CHICAGO.- Cision (NYSE: CISN) today announced the commencement of a proposed underwritten public offering of 8,000,000 ordinary shares by certain selling shareholders. Cision is not selling any ordinary shares in the offering and will not receive any proceeds from the offering by the selling shareholders. In addition, the selling shareholders intend to grant the underwriters a 30-day option to purchase up to an additional 1,200,000 ordinary shares at the public offering price less the underwriter discount.
J.P. Morgan Securities LLC and Deutsche Bank Securities Inc. are acting as joint book-running managers of the proposed offering and representatives of the underwriters. Additional book-running managers are Credit Suisse and RBC Capital Markets. Barclays, Baird, BMO Capital Markets, Suntrust Robinson Humphrey and CJS Securities are acting as co-managers for the proposed offering.
A registration statement on Form S-1 (including a prospectus) relating to these securities was filed with and declared effective by the Securities and Exchange Commission (the “SEC”). A preliminary prospectus supplement and the accompanying prospectus relating to the proposed offering have been filed by Cision with the SEC and are available on the SEC’s website at www.sec.gov. Copies of the preliminary prospectus supplement and the accompanying prospectus relating to the offering may be obtained by contacting J.P. Morgan Securities LLC, c/o Broadridge Financial Solutions, 1155 Long Island Avenue, Edgewood, NY 11717, by telephone at 866-803-9204 or by email at email@example.com; or Deutsche Bank Securities Inc., Attention: Prospectus Group, 60 Wall Street, New York, NY 10005, by telephone at 800-503-4611 or by email at firstname.lastname@example.org.

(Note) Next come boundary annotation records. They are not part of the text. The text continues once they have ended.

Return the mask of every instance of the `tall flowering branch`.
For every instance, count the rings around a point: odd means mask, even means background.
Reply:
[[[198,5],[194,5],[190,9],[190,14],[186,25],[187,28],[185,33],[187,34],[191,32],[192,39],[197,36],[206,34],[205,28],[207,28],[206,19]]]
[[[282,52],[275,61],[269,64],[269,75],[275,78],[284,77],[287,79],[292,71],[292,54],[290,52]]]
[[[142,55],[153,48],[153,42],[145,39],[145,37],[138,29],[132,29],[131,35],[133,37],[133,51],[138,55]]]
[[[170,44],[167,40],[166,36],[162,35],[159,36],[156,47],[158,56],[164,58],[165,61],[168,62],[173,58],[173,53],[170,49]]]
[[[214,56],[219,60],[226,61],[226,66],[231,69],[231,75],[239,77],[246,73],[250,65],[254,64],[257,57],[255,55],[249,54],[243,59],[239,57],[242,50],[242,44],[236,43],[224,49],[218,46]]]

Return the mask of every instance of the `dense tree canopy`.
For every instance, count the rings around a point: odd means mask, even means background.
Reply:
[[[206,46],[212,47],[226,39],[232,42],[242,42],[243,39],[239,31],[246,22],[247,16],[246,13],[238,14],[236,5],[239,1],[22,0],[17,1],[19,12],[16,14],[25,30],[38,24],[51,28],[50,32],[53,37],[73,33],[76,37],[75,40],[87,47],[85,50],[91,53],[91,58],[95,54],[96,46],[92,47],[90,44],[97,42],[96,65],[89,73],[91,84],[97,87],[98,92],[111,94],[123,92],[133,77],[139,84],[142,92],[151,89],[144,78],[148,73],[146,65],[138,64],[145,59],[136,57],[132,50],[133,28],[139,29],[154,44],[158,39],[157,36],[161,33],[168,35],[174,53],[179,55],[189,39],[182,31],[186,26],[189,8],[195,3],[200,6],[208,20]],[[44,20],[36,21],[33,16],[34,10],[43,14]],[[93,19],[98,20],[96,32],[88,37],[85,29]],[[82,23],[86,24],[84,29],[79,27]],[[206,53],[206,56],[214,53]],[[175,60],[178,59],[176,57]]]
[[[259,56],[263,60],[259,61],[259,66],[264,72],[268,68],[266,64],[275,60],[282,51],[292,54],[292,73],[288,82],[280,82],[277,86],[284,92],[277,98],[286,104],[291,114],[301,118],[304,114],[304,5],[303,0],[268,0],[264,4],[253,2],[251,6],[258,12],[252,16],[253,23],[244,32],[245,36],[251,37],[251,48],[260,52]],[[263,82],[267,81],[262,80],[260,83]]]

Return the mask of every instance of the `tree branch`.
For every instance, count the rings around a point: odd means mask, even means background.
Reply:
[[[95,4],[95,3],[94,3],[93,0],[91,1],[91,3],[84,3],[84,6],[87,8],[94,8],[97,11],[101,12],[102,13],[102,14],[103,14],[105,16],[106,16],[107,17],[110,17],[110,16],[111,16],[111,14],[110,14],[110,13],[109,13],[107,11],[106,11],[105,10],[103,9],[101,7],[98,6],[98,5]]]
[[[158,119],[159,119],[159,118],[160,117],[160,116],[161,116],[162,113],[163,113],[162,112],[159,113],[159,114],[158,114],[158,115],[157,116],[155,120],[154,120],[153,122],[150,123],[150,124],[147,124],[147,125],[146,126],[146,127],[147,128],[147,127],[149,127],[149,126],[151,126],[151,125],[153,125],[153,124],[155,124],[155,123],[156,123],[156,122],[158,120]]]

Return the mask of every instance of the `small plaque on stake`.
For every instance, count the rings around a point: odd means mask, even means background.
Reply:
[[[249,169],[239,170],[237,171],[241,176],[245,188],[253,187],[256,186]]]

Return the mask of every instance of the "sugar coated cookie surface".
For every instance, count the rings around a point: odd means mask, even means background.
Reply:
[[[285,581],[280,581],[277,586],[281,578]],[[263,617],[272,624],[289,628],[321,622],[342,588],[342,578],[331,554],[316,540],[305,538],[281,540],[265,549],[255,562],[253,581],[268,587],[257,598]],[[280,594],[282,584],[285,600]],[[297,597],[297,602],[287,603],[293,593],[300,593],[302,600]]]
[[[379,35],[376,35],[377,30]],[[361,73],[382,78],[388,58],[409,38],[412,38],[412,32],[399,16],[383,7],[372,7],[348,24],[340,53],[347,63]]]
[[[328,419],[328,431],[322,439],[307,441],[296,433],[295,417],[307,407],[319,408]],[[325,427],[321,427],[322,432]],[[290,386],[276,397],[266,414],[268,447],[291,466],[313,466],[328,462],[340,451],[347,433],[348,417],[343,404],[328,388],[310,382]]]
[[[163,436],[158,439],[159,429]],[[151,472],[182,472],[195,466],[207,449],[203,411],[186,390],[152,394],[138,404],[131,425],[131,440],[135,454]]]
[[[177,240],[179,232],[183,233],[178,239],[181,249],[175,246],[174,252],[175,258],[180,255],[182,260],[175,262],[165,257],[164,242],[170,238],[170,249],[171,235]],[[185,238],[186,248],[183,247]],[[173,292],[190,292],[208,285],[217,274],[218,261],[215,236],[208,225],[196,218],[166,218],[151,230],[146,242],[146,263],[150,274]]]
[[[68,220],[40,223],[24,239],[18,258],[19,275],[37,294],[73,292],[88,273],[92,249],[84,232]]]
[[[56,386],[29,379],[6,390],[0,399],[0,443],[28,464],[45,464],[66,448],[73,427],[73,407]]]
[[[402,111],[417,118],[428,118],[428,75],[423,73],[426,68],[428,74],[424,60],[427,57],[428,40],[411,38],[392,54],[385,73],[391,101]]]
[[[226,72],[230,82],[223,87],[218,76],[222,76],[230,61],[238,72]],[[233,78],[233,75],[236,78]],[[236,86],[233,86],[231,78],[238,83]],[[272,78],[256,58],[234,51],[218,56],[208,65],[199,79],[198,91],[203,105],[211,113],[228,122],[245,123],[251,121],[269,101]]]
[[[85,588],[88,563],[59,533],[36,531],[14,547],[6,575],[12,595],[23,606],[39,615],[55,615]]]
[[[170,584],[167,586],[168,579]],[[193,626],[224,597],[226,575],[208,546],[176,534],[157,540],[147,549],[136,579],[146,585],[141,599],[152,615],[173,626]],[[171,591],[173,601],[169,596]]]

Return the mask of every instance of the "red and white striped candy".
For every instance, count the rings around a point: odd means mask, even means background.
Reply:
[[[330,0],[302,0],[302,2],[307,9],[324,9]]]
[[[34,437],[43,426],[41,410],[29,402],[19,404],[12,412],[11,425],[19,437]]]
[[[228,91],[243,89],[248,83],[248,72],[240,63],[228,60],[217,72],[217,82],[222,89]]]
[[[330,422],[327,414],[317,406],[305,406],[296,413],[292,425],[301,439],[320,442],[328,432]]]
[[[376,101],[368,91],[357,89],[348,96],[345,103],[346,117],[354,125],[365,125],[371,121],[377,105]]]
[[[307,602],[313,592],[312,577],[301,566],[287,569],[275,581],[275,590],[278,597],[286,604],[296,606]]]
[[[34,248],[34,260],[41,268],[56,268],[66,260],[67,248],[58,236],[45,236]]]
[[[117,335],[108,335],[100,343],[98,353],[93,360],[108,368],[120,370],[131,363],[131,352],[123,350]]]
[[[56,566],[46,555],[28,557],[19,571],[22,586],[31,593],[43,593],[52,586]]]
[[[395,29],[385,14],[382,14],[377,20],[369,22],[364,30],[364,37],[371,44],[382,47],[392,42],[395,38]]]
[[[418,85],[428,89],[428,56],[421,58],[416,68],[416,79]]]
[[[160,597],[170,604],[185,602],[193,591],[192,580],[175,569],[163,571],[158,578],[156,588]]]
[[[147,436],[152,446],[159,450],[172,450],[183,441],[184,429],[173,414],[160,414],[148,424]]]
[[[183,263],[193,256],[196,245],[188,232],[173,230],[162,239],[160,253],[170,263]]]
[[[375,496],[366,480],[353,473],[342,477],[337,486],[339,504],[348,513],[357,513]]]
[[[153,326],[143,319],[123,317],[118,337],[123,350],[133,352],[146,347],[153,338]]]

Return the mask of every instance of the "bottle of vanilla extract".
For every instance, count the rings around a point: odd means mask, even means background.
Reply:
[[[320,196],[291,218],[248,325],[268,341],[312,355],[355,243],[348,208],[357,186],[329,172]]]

The offering of these securities is being made solely by means of a prospectus supplement and the accompanying prospectus. This press release shall not constitute an offer to sell or a solicitation of an offer to buy, nor shall there be any sale of any securities in any state or jurisdiction in which such an offer, solicitation or sale would be unlawful prior to registration or qualification under the securities laws of any such state or jurisdiction.